例えば、車両評価において、運転者を含む乗員の快適性の評価項目として使われます。
開発評価で重要なアプローチは、可視化と数値化です。例えば、測定結果あるいはシミュレーション結果に、判定基準があれば目標達成度が分かります。
NVHのNV(ノイズやバイブレーション)については、ただ単にその大きさだけでなく、特性(周波数特性など)も含めて不快感との相関が比較的に分かっている部分もありますが、NVHのもう一つH(ハーシュネス)については、評価自体の工夫が必要です。
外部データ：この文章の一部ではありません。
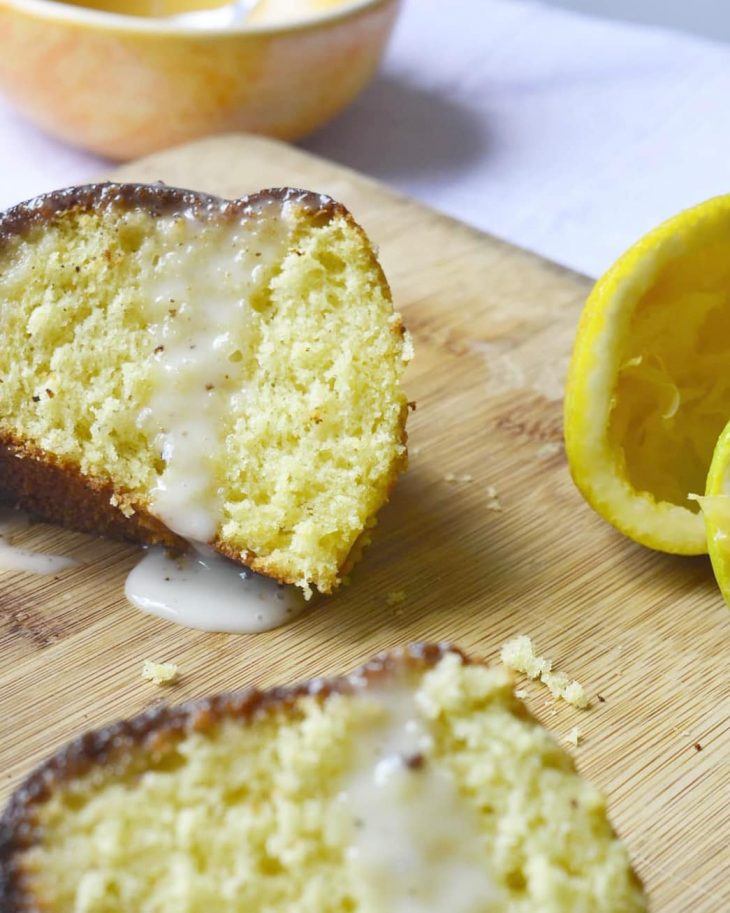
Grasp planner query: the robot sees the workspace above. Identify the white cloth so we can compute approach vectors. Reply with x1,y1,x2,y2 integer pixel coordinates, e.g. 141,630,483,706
0,0,730,275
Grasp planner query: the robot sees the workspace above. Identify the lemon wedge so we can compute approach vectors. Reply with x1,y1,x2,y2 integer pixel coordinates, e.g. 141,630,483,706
565,195,730,555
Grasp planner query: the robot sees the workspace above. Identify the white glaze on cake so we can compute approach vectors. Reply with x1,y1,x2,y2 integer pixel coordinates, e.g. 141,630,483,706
138,200,291,542
340,683,496,913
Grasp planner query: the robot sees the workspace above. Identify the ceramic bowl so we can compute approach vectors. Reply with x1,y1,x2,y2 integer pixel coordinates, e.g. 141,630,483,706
0,0,399,160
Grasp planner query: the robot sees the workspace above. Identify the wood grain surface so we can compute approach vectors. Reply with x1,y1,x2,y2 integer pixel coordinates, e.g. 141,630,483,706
0,137,730,913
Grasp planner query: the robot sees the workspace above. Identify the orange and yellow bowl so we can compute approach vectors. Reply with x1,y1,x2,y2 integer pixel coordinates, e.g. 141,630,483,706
0,0,399,160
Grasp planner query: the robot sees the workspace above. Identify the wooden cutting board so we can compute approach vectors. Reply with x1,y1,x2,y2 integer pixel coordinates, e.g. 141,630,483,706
0,136,730,913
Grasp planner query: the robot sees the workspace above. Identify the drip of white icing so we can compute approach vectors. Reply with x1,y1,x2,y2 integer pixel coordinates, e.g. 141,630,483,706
0,508,79,574
125,547,306,634
340,685,496,913
137,201,291,542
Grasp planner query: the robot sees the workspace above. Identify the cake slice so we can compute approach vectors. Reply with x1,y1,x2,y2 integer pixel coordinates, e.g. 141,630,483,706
0,646,647,913
0,184,411,593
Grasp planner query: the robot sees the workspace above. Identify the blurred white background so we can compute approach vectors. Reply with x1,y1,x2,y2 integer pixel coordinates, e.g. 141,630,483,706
544,0,730,41
0,0,730,276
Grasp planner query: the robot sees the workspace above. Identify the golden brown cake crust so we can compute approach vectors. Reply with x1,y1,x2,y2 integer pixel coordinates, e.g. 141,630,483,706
0,643,458,913
0,182,408,592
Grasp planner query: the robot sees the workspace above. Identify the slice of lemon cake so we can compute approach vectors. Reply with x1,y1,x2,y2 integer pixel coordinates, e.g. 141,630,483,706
0,645,647,913
0,184,411,593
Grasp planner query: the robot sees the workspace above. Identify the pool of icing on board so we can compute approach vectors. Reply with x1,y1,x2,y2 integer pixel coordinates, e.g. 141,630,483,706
125,546,307,634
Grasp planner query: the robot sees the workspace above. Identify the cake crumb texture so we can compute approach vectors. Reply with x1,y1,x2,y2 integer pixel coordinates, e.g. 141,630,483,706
0,651,647,913
0,185,412,592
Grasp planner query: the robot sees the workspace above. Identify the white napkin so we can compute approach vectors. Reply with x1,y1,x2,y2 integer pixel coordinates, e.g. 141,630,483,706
0,0,730,275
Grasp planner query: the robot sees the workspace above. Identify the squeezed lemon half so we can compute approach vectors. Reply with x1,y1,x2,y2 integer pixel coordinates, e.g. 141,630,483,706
565,195,730,555
695,423,730,605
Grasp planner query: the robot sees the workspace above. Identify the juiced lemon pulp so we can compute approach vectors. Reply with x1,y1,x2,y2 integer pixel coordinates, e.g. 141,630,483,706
565,196,730,554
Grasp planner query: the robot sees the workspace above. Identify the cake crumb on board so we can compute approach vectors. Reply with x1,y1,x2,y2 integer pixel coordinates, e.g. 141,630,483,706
486,485,502,511
500,634,590,710
142,659,178,685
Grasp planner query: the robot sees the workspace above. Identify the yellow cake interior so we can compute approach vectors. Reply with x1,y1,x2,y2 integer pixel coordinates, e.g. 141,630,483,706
15,654,647,913
0,196,410,592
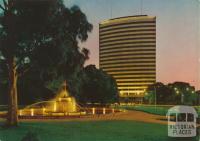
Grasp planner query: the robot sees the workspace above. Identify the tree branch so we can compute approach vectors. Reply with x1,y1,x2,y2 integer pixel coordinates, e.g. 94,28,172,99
0,4,6,11
3,0,8,9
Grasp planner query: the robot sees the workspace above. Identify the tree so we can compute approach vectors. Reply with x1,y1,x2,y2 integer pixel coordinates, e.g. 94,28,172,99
0,0,92,126
78,65,119,104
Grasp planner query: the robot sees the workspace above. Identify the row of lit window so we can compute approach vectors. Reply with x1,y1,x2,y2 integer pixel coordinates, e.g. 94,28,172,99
100,47,156,54
99,23,156,32
99,27,156,36
99,24,156,33
100,30,156,39
116,78,155,82
99,29,156,38
100,42,156,50
100,62,156,68
100,39,156,48
99,19,156,29
100,36,156,44
100,50,156,59
99,35,156,42
100,54,156,61
100,59,156,65
101,66,156,71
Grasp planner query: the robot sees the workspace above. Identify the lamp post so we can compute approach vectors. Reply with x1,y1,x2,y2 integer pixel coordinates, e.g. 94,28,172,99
174,87,184,104
154,86,157,108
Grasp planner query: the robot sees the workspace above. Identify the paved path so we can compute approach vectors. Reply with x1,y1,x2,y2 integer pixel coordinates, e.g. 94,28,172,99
0,111,167,124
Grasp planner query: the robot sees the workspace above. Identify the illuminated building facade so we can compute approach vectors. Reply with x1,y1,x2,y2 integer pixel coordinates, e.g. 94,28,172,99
99,15,156,102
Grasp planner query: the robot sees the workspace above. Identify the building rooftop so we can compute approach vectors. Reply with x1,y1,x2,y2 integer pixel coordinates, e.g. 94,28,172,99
100,15,156,25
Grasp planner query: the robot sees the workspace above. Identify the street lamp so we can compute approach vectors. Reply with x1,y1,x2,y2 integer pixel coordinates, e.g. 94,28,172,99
174,87,184,104
154,86,157,108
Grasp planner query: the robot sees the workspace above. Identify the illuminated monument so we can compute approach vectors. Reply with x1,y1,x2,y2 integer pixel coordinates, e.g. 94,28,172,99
99,15,156,102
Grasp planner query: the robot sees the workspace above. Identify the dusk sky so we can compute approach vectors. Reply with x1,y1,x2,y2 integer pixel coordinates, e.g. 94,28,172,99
64,0,200,89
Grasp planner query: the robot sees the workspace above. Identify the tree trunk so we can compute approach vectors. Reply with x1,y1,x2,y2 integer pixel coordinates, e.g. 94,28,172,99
7,57,18,126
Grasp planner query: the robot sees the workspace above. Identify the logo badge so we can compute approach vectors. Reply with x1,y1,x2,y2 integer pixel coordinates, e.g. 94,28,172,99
167,106,198,137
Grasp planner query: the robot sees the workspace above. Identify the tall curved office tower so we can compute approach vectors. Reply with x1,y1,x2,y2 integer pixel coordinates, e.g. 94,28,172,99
99,15,156,103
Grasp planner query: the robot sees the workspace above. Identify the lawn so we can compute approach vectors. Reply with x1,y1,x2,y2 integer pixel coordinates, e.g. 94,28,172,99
117,105,200,117
0,121,195,141
119,105,170,115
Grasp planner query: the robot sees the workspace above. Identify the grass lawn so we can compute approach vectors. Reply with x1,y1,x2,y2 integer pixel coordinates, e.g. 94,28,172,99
120,105,170,116
118,105,200,117
0,121,197,141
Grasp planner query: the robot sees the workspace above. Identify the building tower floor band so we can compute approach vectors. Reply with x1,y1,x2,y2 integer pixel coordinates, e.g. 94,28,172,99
99,15,156,103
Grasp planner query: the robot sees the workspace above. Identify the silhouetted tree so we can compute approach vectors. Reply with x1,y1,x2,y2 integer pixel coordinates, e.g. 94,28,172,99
0,0,92,126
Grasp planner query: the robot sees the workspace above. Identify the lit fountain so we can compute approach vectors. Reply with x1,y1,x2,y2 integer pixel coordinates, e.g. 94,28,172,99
19,82,86,116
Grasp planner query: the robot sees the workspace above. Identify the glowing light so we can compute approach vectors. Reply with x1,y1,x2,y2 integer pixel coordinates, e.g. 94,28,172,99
19,110,22,116
31,109,34,116
42,108,46,115
53,102,57,112
103,108,106,115
92,108,95,115
112,109,115,113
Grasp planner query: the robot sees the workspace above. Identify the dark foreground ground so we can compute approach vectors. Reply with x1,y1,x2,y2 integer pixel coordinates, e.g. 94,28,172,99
0,120,198,141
なぜならば合格レベルを、ユーザーの感性との相関を考えて決めなければならないからです。
感応評価 or 官能評価?
ハーシュネスの評価では、計測値の評価の替わりとして感応評価という手法が用いられる場合があります。
「カンノウ」の漢字は、「感応」か「官能」かでは、「感応」が一般的ですが、「本能的に心地良いか」だから「官能」だという意見もあります。
音もそうですが、同じ音を聞いても、サウンドと感じるか、ノイズと感じるか、あるいは不快レベルであるかどうかには個人差があります。
感応評価の例を説明します。まずは不快感にレーティング(例えば5段階のランク分け、数値化)を行います。
次にエキスパートと認定された複数メンバー(例えば、5人)が、評価を行い、評価されたレーティング値の平均値や最低値を出し、基準値をクリアしていればOKとなります。
(スポーツの採点競技では、極端な判定の影響を回避するため、複数審判における最低点と最高点は、カットするというようなことを行なう種目もありますが…)
技術者にネーミングセンスが問われる?「音」の表現方法
通常では出ない不快な音を異音と呼ぶことが有ります。通常では音が無い状態に対して単独で発生する異音は、それを指し示すことは容易です。「この音です」とか「異音がします」で済みます。
一方、他の作動音と混ざっている場合は、いささか微妙です。複数の人間が聞いて、「今、出てますよね」「・・・みたいな音です」「あっこれですね」などと会話をしても、実のところ「はっきり分からない」という場合があります。
だいたいは擬音や、例えで表現しますが、それでも分かりません。表現力が試されます。(通常、技術者は「だいたい」とか「若干は」などと言うと、「文学的表現をするな、数値で言え」と言われますが・・・)
報告書への記載や議論のため、カチカチ音、ジージー音、ギューギュー音など異音に名前を付けますが、音を誰もが「これか!」と分かるようにカタカナで表すというのは難しいですよね。
(ワンワンも、アメリカ人が聞くとバウバウですから)
技術者には、時としてネーミングのセンスも必要とされますね。